El toque peculiar lo termina de poner Villanueva, que realizó las puertas principales: la de calle, en metal, las de los tres departamentos en madera. Estas cuatro esculturas son producto de una idea, la de las “formas funcionales” que hace que su autor produzca muebles, escaleras y mesas colosales con técnicas y pensamiento de escultor. La puerta de calle es una hoja de metal que parece haber reventado en su centro, donde se aloja una gran gota traslúcida y refractante, funcionalmente una mirilla y ventana. Cada puerta de madera está tallada en dos grandes piezas de virapitá, una madera durísima, montadas en marcos de metal. Estas puertas no sólo son únicas sino que son paneles escultóricos notables, con una textura robusta y detalles como agarres esculpidos para evitar fealdades como un picaporte. Es notable cómo Villanueva logró integrar una mirilla en estas piezas. Y también las ganas de tocarlas que despiertan.

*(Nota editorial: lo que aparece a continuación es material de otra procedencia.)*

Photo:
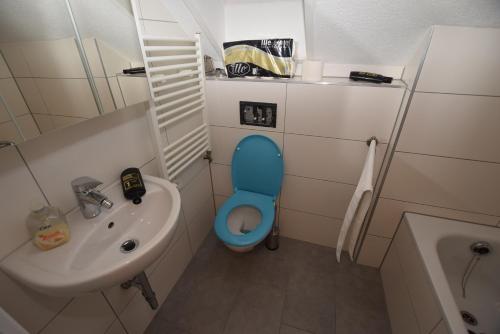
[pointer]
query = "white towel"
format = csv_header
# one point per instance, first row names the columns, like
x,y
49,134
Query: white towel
x,y
358,207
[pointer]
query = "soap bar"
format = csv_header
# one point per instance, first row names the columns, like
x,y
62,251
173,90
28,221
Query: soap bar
x,y
51,236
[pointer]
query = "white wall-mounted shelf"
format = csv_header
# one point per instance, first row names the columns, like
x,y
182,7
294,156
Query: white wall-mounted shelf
x,y
340,81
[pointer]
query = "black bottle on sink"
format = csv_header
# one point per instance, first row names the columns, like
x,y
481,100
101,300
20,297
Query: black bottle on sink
x,y
133,185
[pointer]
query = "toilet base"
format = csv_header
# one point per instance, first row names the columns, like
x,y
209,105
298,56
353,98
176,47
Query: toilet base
x,y
240,249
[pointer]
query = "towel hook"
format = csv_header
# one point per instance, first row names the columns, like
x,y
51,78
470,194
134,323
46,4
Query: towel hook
x,y
369,140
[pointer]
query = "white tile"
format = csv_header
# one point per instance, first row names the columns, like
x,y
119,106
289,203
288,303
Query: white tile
x,y
4,70
196,194
112,60
425,304
13,98
221,178
64,121
68,97
13,55
32,95
154,10
461,126
451,183
54,59
28,126
137,316
348,112
191,172
86,314
134,89
171,29
44,122
223,101
103,89
373,250
117,93
30,309
100,148
324,198
199,226
92,54
328,158
8,131
116,328
308,227
224,141
462,60
388,214
219,200
397,298
441,328
22,189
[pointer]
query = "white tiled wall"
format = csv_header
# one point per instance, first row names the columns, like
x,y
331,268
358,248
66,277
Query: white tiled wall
x,y
54,86
322,130
447,160
100,148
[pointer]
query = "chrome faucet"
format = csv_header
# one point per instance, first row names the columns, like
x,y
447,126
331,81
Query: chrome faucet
x,y
90,200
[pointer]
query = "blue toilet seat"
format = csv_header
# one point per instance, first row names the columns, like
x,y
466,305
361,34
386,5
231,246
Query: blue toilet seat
x,y
263,203
257,173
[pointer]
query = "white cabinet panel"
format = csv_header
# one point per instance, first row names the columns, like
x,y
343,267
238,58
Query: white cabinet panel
x,y
223,101
221,178
397,298
446,182
328,158
388,214
373,251
224,141
425,304
461,126
462,60
308,227
316,196
348,112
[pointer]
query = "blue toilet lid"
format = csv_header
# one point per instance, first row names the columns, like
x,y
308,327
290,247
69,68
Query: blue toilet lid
x,y
257,166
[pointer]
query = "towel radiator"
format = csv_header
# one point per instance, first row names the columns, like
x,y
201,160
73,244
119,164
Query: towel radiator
x,y
175,77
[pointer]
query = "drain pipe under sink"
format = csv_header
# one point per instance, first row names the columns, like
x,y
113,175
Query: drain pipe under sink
x,y
141,282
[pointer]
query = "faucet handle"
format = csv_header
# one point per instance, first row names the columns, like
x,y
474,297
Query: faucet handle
x,y
84,183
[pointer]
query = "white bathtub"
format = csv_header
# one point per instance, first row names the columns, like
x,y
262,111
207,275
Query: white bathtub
x,y
433,277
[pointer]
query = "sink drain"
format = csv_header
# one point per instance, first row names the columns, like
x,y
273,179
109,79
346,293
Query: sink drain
x,y
129,246
469,318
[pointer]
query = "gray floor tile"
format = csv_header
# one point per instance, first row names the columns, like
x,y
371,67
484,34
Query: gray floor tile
x,y
315,314
160,326
297,289
291,330
257,310
360,306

El artista también tuvo ideas como tratar los pisos de cemento con ácidos y sales, con lo que quedaron bellamente patinados sin usar grafitos, o el rescate de las vigas de quebracho de la ruina original para realizar peldaños y pavimentos, acto de cariño que rompió muchas hojas afiladas por su añeja dureza. A estas terminaciones se les agregan detalles como que Rillo dibujó las escaleras y las mandó a hacer con chapas dobladas, con lo que tienen una forma casi orgánica, adaptadas al espacio, y ni mácula de ser algo comprado en una fábrica.
Todo esto en una modesta calle del centro viejo, en departamentos de precio de mercado y sin las alharacas de las gacetillas de las penosas megatorres.